Why Great Leaders Expect Everyone to Be Great

This is a great article for any leader who challenges the status quo. This article validates you. I really like this one. I hop you do to. This article is written by LOLLY DASKAL.

Great leaders expect greatness from themselves and in turn they challenge others to be great too.

They challenge people to do better, be better and to meet a higher standard.

They do it because settling for substandard, low quality, second rate leadership is not an option.

Great leaders set high standards for their own performance, and for those around them.

Leadership is about service to others, being your best so you can offer your best.

The high standards of great leaders extend beyond the work they do include being a person of character, a leader of integrity and one who inspires the same in those around them.

Here are some of the ways great leaders elevate the standard for themselves and for others:

Establish clarity. Standards reflect values, so before you establish or change them you need to know with certainty what’s most important to you and communicate that with clarity. When you’re clear on values, making decisions becomes much simpler.

Show self-respect. Never lower your standards for anyone or anything. The self-respect that comes with firm standards is everything. Whatever everyone around you is doing, stay true to your ideals. Do what you need to do and do it with meaning and purpose.

Passionately protest mediocrity. “Good enough” are some of the most dangerous words a leader can hear. Nothing great was ever established on a foundation of mediocrity. Always demand more from yourself than anyone else could ever expect.
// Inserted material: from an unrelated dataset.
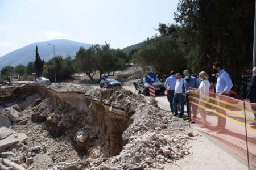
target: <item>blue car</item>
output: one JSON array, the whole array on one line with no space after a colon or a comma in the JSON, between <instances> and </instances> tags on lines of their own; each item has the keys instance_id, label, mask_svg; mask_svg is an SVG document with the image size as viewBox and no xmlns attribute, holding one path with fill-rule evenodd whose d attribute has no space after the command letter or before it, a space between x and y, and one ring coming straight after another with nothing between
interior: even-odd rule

Never let anyone tell you your standards are too high. There’s nothing wrong with wanting the best for yourself and your team. When you shift your standards you create change—positive change when you raise standards, negative change when you lower them.

Protect your standards. Make sure people know what’s expected, and be consistent in enforcing those expectations. If you allow disrespect, that’s what you’ll receive.

Never apologize for demanding excellence. Never apologize for high standards. Those who rise up to meet them are the ones you want around you; those who try and need help are the ones you can work with; and the ones who reject it aren’t your people anyway.

Lead from within: When it comes to standards, one thing I’ve found to be true: However high or low you place your standards, that’s how far people will rise.